Intersection of 2D planes in 4D space If I had a four dimensional space, in which I embedded two planes, what possible intersections could they have?
Constructing a Plane
To give this more context, consider the following. If I had a 4d tuple (w, x, y, z) with no restriction, it can assume any position in 4D space. 
By imposing one restriction, and then another, we can reduce the degrees of freedom by two, such that I end up with a 2D plane in 4D space, we can write this pair of restrictions in matrix form as:
$$ \begin{bmatrix} p_1 & p_2 & p_3 & p_4 \\ q_1 & q_2 & q_3 & q_4  \end{bmatrix}
\begin{bmatrix} w \\x \\ y\\ z  \end{bmatrix} = \begin{bmatrix} c_1 \\ c_2  \end{bmatrix}
 $$
Now if this forms a plane, then the rank of the matrix should be two dimensional, as there will only be two linearly independent column vectors. I believe this is a condition for the plane to be two dimensional.
Intersecting Planes
Now I'd like to consider the result when I intersect that plane with the plane represented by:
$$ \begin{bmatrix} r_1 & r_2 & r_3 & r_4 \\ s_1 & s_2 & s_3 & s_4  \end{bmatrix}
\begin{bmatrix} w \\x \\ y\\ z  \end{bmatrix} = \begin{bmatrix} c_3 \\ c_4  \end{bmatrix}
 $$
I've already established that this will display weird behaviour. For example, if we take the xy plane and the wz planes and intersect them, there is only one solution (the zero vector), indicating that they intersect at a plane. 
Getting Insights
If we constructed this final matrix, what restrictions can we apply knowing that the original matrix had a rank of 2?

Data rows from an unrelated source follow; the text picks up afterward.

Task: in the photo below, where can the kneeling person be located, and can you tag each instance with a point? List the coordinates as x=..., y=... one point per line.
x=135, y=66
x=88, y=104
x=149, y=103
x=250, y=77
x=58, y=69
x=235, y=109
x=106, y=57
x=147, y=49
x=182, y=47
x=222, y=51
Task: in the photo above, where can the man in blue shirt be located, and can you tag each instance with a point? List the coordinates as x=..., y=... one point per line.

$$ \begin{bmatrix} p_1 & p_2 & p_3 & p_4 \\ q_1 & q_2 & q_3 & q_4 \\r_1 & r_2 & r_3 & r_4 \\ s_1 & s_2 & s_3 & s_4  \end{bmatrix}
\begin{bmatrix} w \\x \\ y\\ z  \end{bmatrix} = \begin{bmatrix}c_1 \\ c_2\\ c_3 \\ c_4  \end{bmatrix}
 $$
 A: Let $\mathbf{n}, \mathbf{m}$ be two linearly independent vectors in $\mathbb{R}^4$. A plane $P$ is given by 
$$\mathbf{n}\cdot (\mathbf{r}-\mathbf{r}_0)=
\mathbf{m}\cdot (\mathbf{r}-\mathbf{r}_0)=0
$$
and the second plane $P'$ is given by
$$\mathbf{n}'\cdot (\mathbf{r}-\mathbf{r}_0')=
\mathbf{m}'\cdot (\mathbf{r}-\mathbf{r}_0')=0
$$
note that $\mathbf{r}_0$ and $\mathbf{r}'_0$ can be changed to any other point on the plane and the equations still describe the same plane. Hence if the intersection is non-empty we can take $\mathbf{r}_0=\mathbf{r}_0'$. Then we only need to find the solutions to
$$
A\cdot (\mathbf{r}-\mathbf{r}_0):=
\begin{pmatrix}
\mathbf{n}\\
\mathbf{m}\\
\mathbf{n}'\\
\mathbf{m}'
\end{pmatrix}
\cdot
(\mathbf{r}-\mathbf{r}_0)=0
$$
Note that without loss of generality we can choose $\mathbf{n}', \mathbf{m}'$ to either not lie in $V=\mathrm{span}(\mathbf{n},\mathbf{m})$, or only one of them lies there or both. 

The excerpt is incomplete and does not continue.